Below is the full text of the letter the North Texas lawmakers sent to the U.S. Department of Veterans Affairs.
The Honorable Robert Wilkie
U.S. Department of Veterans Affairs
810 Vermont Avenue, N.W.
Washington, D.C. 20520
Dear Secretary Wilkie
We write to encourage you to expeditiously consider the potential for the Department of Veterans Affairs (VA) to acquire a recently closed 470,000 square foot hospital in Garland, Texas. We understand the hospital is valued at $400 million and could be donated to VA. As we learned from the behavioral health center in Denton, private entities can help the VA fulfill its mission, if there is a clear path forward and cooperation throughout the donation process. This donation could provide the North Texas Health Care System a unique opportunity to expand its footprint and serve up to an additional 184,000 Veteran enrollees.

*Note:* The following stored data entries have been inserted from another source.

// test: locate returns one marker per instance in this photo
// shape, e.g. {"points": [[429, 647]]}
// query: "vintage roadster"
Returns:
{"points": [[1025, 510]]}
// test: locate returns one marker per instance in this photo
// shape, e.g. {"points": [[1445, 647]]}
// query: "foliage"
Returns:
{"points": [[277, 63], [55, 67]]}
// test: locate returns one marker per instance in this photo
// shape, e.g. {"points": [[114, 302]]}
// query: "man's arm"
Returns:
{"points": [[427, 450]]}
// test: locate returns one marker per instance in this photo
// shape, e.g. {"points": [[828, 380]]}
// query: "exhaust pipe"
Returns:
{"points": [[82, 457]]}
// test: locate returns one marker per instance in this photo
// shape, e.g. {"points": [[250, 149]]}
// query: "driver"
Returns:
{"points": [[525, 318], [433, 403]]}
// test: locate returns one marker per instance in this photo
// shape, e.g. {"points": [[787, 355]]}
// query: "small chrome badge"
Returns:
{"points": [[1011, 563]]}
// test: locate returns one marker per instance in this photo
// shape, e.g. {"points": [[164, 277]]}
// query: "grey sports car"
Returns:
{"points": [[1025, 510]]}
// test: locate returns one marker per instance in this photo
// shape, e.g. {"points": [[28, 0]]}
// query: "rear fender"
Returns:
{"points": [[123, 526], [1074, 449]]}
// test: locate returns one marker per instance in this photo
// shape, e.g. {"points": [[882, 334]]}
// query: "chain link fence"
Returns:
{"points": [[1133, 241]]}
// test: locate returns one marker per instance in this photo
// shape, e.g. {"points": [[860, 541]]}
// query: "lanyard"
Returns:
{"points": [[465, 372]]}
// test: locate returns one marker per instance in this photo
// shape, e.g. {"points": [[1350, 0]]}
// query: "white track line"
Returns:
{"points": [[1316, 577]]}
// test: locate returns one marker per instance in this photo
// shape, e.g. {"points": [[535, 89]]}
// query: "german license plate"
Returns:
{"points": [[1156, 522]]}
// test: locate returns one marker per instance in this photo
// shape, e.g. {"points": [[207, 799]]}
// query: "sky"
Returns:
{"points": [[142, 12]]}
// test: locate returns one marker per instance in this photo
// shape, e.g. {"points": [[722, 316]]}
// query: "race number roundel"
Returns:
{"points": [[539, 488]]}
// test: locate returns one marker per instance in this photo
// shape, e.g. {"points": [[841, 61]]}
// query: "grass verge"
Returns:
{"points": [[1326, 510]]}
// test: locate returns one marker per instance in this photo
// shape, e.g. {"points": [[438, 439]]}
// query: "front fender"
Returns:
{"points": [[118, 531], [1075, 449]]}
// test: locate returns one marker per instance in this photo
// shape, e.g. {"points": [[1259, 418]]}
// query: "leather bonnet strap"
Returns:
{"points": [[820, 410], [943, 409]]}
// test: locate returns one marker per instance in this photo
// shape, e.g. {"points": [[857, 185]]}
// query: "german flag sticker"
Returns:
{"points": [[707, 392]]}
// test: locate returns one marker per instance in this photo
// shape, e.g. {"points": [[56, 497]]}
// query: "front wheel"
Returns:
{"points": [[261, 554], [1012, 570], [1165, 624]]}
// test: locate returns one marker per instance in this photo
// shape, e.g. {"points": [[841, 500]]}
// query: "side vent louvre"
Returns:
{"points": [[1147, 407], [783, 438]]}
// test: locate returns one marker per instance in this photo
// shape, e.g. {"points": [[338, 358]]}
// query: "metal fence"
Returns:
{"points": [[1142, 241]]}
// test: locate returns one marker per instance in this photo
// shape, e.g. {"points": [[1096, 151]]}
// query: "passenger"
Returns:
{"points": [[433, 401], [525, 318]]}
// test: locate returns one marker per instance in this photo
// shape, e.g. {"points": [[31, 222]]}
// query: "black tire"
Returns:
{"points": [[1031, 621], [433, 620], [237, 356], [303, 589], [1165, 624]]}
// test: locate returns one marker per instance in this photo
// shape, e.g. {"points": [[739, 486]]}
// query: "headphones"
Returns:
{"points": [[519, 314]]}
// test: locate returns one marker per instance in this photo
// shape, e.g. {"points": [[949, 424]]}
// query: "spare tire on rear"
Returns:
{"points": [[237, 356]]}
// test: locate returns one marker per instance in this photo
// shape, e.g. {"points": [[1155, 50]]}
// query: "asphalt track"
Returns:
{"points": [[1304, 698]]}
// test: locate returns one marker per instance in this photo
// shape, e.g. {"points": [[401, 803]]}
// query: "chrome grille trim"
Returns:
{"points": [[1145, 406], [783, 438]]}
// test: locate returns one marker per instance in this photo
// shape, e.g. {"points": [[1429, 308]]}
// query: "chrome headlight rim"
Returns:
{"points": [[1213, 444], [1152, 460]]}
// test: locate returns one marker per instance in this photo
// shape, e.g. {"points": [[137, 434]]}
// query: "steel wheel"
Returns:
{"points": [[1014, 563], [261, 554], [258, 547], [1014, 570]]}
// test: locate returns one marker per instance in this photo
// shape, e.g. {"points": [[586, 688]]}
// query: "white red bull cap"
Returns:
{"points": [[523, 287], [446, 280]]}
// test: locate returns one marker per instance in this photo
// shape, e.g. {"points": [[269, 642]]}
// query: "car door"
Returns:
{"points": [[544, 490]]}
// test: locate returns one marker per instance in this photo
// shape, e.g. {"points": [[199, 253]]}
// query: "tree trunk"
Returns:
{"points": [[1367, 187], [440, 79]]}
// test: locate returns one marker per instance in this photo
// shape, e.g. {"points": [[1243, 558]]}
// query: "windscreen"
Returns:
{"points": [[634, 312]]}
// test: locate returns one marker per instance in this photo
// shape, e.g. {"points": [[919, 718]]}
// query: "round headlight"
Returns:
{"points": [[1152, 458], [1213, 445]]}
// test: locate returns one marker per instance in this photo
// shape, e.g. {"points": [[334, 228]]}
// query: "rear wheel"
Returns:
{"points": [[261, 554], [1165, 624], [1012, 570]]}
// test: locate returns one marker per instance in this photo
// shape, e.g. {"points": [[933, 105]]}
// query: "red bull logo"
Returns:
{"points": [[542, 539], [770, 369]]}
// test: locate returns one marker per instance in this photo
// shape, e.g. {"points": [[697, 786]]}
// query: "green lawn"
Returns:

With a 3.5 percent annual growth rate, North Texas is one of the fastest-growing areas in the country for Veterans. Yet the reality is that the VA health care system is stretched thin. Even Dallas-Fort Worth community hospitals are operating at full capacity, leaving 40-80 Veterans per day in temporary community care awaiting a bed at a VA facility. The North Texas Health Care System simply must expand to meet this demand.
We believe the acquisition of the Garland hospital ultimately could save VA and taxpayers money. We recognize there likely will be costs associated with retrofitting the hospital, but we know the cost to build a similar facility is between $800 million and $1 billion. Without a new facility, the ability to care for Veterans in North Texas will present a major challenge in the future.
We are excited about this opportunity for the North Texas Health Care System. It would help it continue its 79-year history of caring for those who have borne the battle and call North Texas home. As VA evaluates and analyzes the potential donation of the hospital, we pledge to work with you and ask that you keep us informed as decisions are made.